Introduction:
The past few decades have seen the rise of Human Papilloma Virus (HPV)-related Oropharyngeal Squamous Cell Carcinoma (OPSCC). This shift in epidemiology has led to exploration with de-escalation trials that affect our treatment of this cancer. The optimal treatment for T1-2, N0-N1 OPSCC is an ongoing debate as the current understanding of disease processes and advancing technologies are constantly changing.1-3
Current National Comprehensive Cancer Network (NCCN) guidelines recommend single modality treatment with either surgery or radiation for both HPV and non-HPV-related T1-2, N0-N1 OPSCC. While we await the results of several ongoing clinical trials, systematic and retrospective reviews suggest no difference in survival outcomes for the treatment of early-stage OPSCC between either modality.1,4
Given equivalent survival outcomes with either treatment modality in this population, little work has been conducted looking at the influence patient, socioeconomic, regional, or institutional factors have in primary treatment modality for this category of OPSCC. This question is ideally analyzed using large national data registries and a methodology equipped to analyze multiple layers of influence.

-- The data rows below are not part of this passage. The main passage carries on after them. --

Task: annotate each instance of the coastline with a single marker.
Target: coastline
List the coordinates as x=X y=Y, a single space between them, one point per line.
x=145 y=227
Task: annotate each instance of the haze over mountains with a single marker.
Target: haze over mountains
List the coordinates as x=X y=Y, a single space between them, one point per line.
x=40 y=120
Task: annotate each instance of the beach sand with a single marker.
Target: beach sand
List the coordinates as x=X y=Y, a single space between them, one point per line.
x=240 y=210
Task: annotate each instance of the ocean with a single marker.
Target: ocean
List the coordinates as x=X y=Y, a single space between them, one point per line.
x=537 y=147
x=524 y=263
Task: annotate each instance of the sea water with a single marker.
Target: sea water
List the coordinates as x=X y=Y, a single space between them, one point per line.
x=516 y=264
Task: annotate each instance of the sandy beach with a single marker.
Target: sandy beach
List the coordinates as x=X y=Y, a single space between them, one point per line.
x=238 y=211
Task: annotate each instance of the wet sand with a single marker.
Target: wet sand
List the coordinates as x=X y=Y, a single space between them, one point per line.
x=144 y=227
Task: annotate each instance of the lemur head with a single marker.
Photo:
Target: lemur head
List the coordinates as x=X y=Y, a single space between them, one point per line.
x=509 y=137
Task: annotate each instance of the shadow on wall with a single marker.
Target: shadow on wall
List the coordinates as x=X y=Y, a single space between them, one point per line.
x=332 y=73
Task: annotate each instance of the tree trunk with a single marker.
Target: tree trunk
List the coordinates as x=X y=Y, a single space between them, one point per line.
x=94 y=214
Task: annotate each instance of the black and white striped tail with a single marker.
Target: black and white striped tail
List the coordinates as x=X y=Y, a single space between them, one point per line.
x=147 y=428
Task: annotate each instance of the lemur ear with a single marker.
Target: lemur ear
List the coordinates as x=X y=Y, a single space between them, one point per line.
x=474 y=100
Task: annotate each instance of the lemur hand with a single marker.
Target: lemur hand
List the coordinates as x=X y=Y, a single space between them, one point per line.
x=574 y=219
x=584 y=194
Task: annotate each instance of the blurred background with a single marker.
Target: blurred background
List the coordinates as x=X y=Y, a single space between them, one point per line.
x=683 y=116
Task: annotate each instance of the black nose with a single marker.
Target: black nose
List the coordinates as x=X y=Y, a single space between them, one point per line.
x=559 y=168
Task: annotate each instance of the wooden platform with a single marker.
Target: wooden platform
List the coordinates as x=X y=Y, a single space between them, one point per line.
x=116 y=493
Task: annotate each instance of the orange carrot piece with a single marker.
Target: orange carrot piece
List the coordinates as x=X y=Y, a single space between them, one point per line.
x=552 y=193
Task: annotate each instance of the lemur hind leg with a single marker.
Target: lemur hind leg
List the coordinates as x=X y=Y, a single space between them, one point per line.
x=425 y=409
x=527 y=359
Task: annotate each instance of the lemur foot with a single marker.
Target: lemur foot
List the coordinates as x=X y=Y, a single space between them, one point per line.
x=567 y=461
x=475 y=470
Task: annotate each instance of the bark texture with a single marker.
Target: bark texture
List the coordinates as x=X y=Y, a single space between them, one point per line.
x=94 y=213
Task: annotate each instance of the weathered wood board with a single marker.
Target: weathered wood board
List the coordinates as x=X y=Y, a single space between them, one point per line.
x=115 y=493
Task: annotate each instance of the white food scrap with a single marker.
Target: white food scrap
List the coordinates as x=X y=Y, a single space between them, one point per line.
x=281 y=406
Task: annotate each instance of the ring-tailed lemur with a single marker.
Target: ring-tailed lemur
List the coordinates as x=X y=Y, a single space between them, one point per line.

Machine learning (ML) is a novel form of analysis that uses sophisticated statistical theories to create a prediction model.5,6 Many of the statistical principles vital to the machine learning process are similar to traditional statistical methodologies used in clinical medicine, but the primary objective of machine learning is to predict an unknown component rather that determine inferences.5,7,8 Machine learning excels in its ability to analyze complicated interactions that exist between these variables.56 There is growing interest in various fields of medicine to use machine learning to improve upon current methodologies.5-7
This study therefore seeks to utilize machine learning to create a prediction model for the primary treatment modality of patients with T1-2, N0-N1 OPSCC by examining patient, socioeconomic, regional, and institutional factors in addition to tumor factors. In doing so, this study will demonstrate how machine learning can be utilized to create prediction models in a reproducible manner, and provide insight to the variables that influence treatment patterns.